The Spirit was given in Pentecostal power in answer to prayer, together with confession of sin and dedication of life. The Spirit will be given in "latter rain" power in response to exactly the same conditions. There is nothing that we need so much as Pentecostal power in this hour. We talk of "finishing the work," and yet we are no more able to finish it than the early disciples were to begin the work without the Holy Spirit's power.
God will give the "latter rain" as He did the "former," but we must seek for it. "Do not rest satisfied that in the ordinary course of the season, rain will fall. Ask for it. The growth and perfection of the seed rests not with the husbandman.
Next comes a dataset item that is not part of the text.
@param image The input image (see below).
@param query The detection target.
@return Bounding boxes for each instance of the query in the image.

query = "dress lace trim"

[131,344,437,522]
God alone can ripen the harvest. But man's co-operation is required. God's work for us demands the action of our mind, the exercise of our faith."—Testimonies to Ministers, p. 508.
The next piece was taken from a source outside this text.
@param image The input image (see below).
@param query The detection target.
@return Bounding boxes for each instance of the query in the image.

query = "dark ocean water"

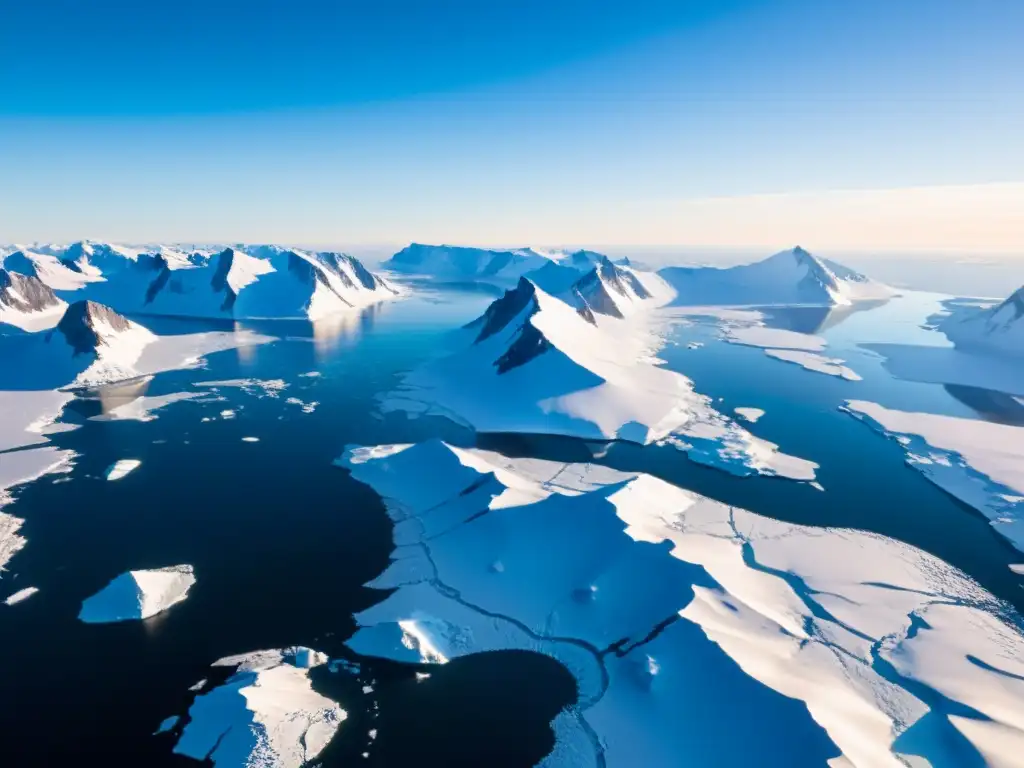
[0,291,1024,766]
Camp meetings, workers' meetings, general laymen's meetings, and assemblies of local church leaders provide an unexcelled opportunity to unitedly seek God for the outpuring of the "latter rain." It will be given. God has promised that, but meekness humility, and earnestness must characterize the supplicants.
He that goeth forth and weepeth, bearing precious seed, shall doubtless come again with rejoicing, bringing his sheaves with him" (Ps. 126:6).
The outpouring of the Holy Spirit in the "latter rain" brings to an end the long By drought since the cessation of power at about the close of the first century. True, as in Canaan, there were showers at different times and places between the "former" and "latter" rains. Notwithstanding the times in which we are living, God's people seem oblivious to their great need.
The message of God to the Laodiceans is designed to arouse them to their wretched, and miserable, and poor, and blind, and naked" condition. The Lord's advice largely goes unheeded: "I counsel thee to buy of me gold tried in the fire, that thou mayest be rich; and white raiment, that thou mayest be clothed, and that the shame of thy nakedness do not appear; and anoint thine eyes with eyesalve, that thou mayest see" (Rev. 3:17, 18).
When the people of God come to the place of persistent prayer, the place where Peter, James, John, and the rest of the apostolic company came after the ascension, the "latter rain" will fall and multitudes will be converted. Joel 2:23 promises both the former rain and the latter: "Be glad then, ye children of Zion, and rejoice in the Lord your God: for he hath given you the former rain moderately, and he will cause to come down for you the rain, the former rain, and the latter rain in the first month."
"The latter rain, ripening earth's harvest, represents the spiritual grace that prepares the church for the coming of the Son of man. But unless the former rain has fallen, there will be no life; the green blade will not spring up. Unless the early showers have done their work, the latter rain can bring no seed to perfection. . . .
"Only those who are living up to the light they have will receive greater light. Unless we are daily advancing in the exemplification of the active Christian virtues, we shall not recognize the manifestations of the Holy Spirit in the latter rain." —Ibid., pp. 506, 507.
Let God's people abandon their indifference concerning the outpouring of the Holy Spirit in final, last-day power. These are not times when Christians can risk carelessness. To relax our efforts in spiritual growth will prove fatal. To fail in faith and prayer in such a time as this is to fail of gaining heaven.
Christ warned: "Watch and pray." "Watch unto prayer."